A better response in my mind, however, is that of Tarski's. Tarski argues that 'true' should not be seen as a simple, single predicate, but as a group of terms, which might be labelled true1, true2, true3, etc., and that such terms belong only to a meta-language. Rather than 'true' being a predicate in a language itself, he argues that 'true' can only be applied to a language from outside - as a meta-linguistic device pointing to some property of a given sentence in the target language. When we find ourselves 'nesting truths' we must give each instance a label relative to its position, and the (meta-)language it is in. So when we state 'This sentence is false', or rather 'This sentence is not true', we are actually saying 'The sentence 'This sentence is not true1' is not true2', and clearly this is simply false. Such a response is certainly attractive, though suggestions have been made that Tarski is incorrect to suggest that this is already a property of the word 'true', and that in fact the word should be extended in just the way Tarski suggests to enable this possibility. I'm not sure where I stand on this claim, but I think I lean to Tarski's side - we clearly do have a conception of how the word 'true' is to be used, and such a conception does not include such labelling4, yet I would argue that such a conception does not extend to the sort of sentences up for debate. Clearly (I would argue) 'true', as it is used in the liar paradox, is some sort meta-linguistic device, in that it is talking not just about the reference of the words, but how the words are used - the debate is simply whether the meta-linguistic device can be expressed in the language it is commenting on. It seems quite possible that our common usage of the word 'true' does not extend to such unorthodox sentences, and that if we are to use it in these cases we might have to extend it. If we are to do so, it might be wise to extend it in just the way that Tarski has suggested, and thus form a complex set of truth-predicates.

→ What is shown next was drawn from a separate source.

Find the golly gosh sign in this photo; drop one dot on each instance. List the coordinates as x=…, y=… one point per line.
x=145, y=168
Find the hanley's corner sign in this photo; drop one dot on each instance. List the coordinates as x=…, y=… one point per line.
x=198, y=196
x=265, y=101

How does this connect to other sorts of paradox? Well, a traditional response to Russell's paradox is his 'ramification' - the separation of sets into hierarchies. It is argued that a set can only contain members lower in the hierarchy, so that any set can contain individuals (roughly speaking, actual objects - anything described by a noun), then all but the bottom row can contain 'singletons' - sets with a single individual only, and so it continues, until we have sets of sets of sets. This would seem to be a neat parallel of Tarski's hierarchy of truth-predicates, translated into terms of a membership relation.

And at that point, since I'm rambling, tired, the essay is already far too long, and I'm feeling like I'm getting RSI, I shall leave the debate.

1

W. V. (1966), The Ways of the Paradox, (Harvard University Press) pp. 1-18

2

Which, being a Cretan saying 'All Cretans are liars', in fact isn't a paradox at all, since it could be the fact that some are - including Epimenides - whereas some are not, or simply that Epimenides sometimes lies and sometimes does not, as those whom we are accustomed to call liars frequently do.

3Sainsbury, R. M. (1988), Paradoxes, (CUP) Ch. 5

4If simply by virtue of the fact that no device in natural language seems to mimic the sort of sub-scripting that logicians use to disambiguate different uses of a word - natural language does not object to ambiguities, and expects the context to make it clear in some way (though whether this is possible is unclear).